Le cinéma d’horreur est dans une drôle de phase : en gros, d’un côté, il y a les blockbusters, presque tous portés par la marque James Wan (on parle même de Cinematic Universe, c’est dire si l’entreprise pue du cul) s’apparentant à attractions de fête foraine, et de l’autre, il y a les films indépendants, tablant sur une approche plus intimiste de leurs personnages, palliant leur budget rétréci par une vision plus dépouillée d’effets. It, avec son ambition revivaliste Super 8, n’entre jamais dans la deuxième catégorie.

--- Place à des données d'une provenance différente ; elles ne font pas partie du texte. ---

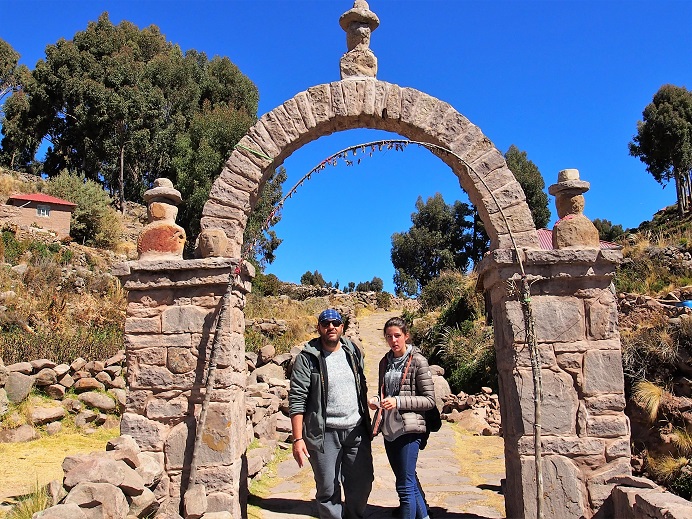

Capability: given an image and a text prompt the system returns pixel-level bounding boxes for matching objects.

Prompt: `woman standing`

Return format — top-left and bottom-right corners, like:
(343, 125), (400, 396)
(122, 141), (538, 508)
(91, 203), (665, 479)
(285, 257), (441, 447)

(370, 316), (436, 519)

It, nouvelle version, s’ouvre sur une petite scène de dialogue entre deux frères. Et déjà, purée, tout sonne faux. L’impression de voir un dérivé du décorum Stranger Things (idéalisation nerdiste des années 80 en filtres saturés, traitement numérique HD et gamins spielbergiens) saute à la gueule, comme s’il s’agissait d’une marque de fabrique, et non d’un travail d’orfèvre, bref, d’auteur. Et, en même pas cinq minutes, on retrouve les habituels effets horrifiques que James Wan a popularisés : fixation de la caméra sur un objet anodin avec une musique très lourde, jump-scares venant des recoins sombres comme un automatisme, et une propension maladive au jeu de caméra bordélique. En sort une impression de vouloir être épaté à tout va : plus l’image bouge, plus les cadrages sont tiltés, plus les travellings sont ostentatoires, et mieux ce sera.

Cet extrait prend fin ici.